Moreover, it was obvious to informed observers prior to the outbreak of the war that the primary goal of Neoconservatives was to seize control of Iraq's oil resources as a part of their broader strategy to assure America's unilateral dominance of the world via control of access to natural resources and technologies (which was outlined in their manifesto _Rebuilding America's Defenses_), as well as secure profitable oil concessions and arms contracts for their corporate supporters. Neoconservative incitement of fears of jihadist movements (which were absurd in the case of Saddam Hussein, a long-time secularist from a minority religious sect) and of non-existent weapons of mass destruction only served as a flimsy pretext to seek the regime change in Iraq that the Neoconservatives had been clamoring for at least five years. Eliminating jihadism was never a serious goal of the "war on terror" or the war on Saddam.

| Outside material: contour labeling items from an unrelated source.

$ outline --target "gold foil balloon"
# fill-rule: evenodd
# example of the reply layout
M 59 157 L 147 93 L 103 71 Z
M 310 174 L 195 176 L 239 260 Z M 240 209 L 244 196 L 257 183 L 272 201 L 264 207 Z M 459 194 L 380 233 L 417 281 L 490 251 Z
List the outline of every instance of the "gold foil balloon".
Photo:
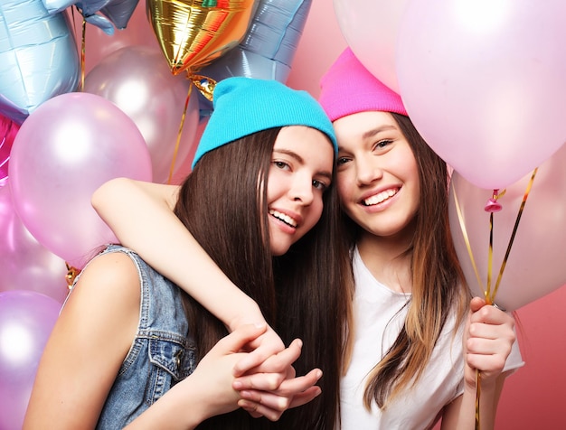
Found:
M 191 76 L 240 43 L 256 0 L 147 0 L 146 5 L 171 71 Z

By the way, the Chinese Communist dictatorship was provoked into instituting a strategy of its own to break out of this attempted encirclement by securing its own maritime and overland links to Europe, the Middle East, and Africa. This has come to be known as the "Belt and Road initiative." The military contest implicit in the conflicting goals of these strategies, where each superpower fears being cut off from the world by the other's military in the event of a crisis, has the potential to incentivize an arms race, etc. and ultimately the outbreak of World War III in much the same way that fears of strategic encirclement were a major factor in sparking World Wars I and II. The unintended consequence of Neoconservatives attempting to dominate the world a couple of decades ago (while pretending to slay Islamic monsters) may well be the thermonuclear annihilation of our civilization.